Me: Uh, the people in the Bible.
Him: But WHY?
Me: I don’t know. That’s why some people think the Bible is made up.
Oops. I’d like to hope he doesn’t know what “made up” means but given the highly skeptical nature of his questioning, I doubt that’s the case. Either way, I vowed to be more prepared the next time I was confronted. Sure enough, we were eating dinner the other night and he asked, “Is Hell a bad word?”
“Well,” I replied. “It is sometimes. It’s a not a good place.”
“What is it?”
“Do you know what Heaven is?”
“Well, Hell is the opposite of Heaven.”
“Ah, so it’s where you go if you don’t believe in Heaven.”
I was stumped, and tempted to reply, “No, if you don’t believe in Heaven you just live a fuller life on earth and then decompose when you die…” but instead went with an emphatic, “Um, kind of..sure!”
“But,” his wheels were spinning. “If God is everywhere….he’s not in Hell.”
“No. I guess not.”
I was still brainstorming a way to make Hell not seem scary when he hit me up again. “God is everywhere and everything right?”
“Yes!” This made sense from a yoga perspective, too, and it was better than distracting him with Dante, which had been my back up plan.

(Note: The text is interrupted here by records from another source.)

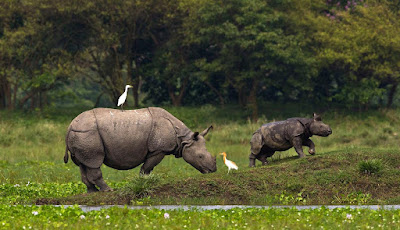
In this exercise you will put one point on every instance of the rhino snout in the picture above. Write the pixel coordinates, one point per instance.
(328, 132)
(211, 169)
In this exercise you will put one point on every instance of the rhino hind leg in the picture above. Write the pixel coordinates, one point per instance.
(262, 158)
(310, 144)
(252, 160)
(92, 177)
(151, 162)
(256, 144)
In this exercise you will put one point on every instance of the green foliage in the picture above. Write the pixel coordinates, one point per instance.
(352, 198)
(372, 167)
(139, 186)
(49, 217)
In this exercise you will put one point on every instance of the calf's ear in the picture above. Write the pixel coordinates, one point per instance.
(206, 131)
(317, 117)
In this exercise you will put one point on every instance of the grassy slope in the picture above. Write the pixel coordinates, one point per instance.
(32, 149)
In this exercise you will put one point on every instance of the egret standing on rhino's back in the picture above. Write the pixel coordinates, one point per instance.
(122, 98)
(126, 139)
(228, 163)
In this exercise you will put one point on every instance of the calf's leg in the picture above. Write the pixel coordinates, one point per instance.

“Ok, fine.” He looked seriously perplexed. “There’s something I don’t get then. Who’s that..I mean…what’s that…uh, do you know His son?”
I choked on my breath for a second. Did I personally know God’s son? Why..yes! In fact, He loved me, or so I’d read on a bumper sticker in Florida. I replied evenly, “You mean Jesus?”
“Yeah! That’s him. Jesus. I don’t get how if God is everywhere and everything, he had a son. You can’t have a kid like that. You need a human parent to have a kid.”
Determined not to screw up, I explained, “Well, he had his mother. Mary. She’s a human.”
I thought I was saved. But he was too smart. “You need two parents. The Dad can’t be everywhere and everything.”
Think fast, I willed myself. “That’s true, usually you do need two parents. But that’s why Jesus is a miracle. He was born even though it shouldn’t have been possible, so it’s a miracle. Have you heard of miracles?”
He nodded enthusiastically, then paused. “Yeah. Like if you had a Chinese twin…”
He tilted his head. “I mean a Japanese twin.”
“Connected, I mean.”
“Oh! You mean a Siamese twin.” I was lost.
He clapped his hands and nodded eagerly. “Yeah! Two heads…one body! Now that’s a miracle!”
Dutifully, I explained to him that Siamese twins actually have two bodies. But in hindsight, I think it’s probably ok that I told him the Bible was made up.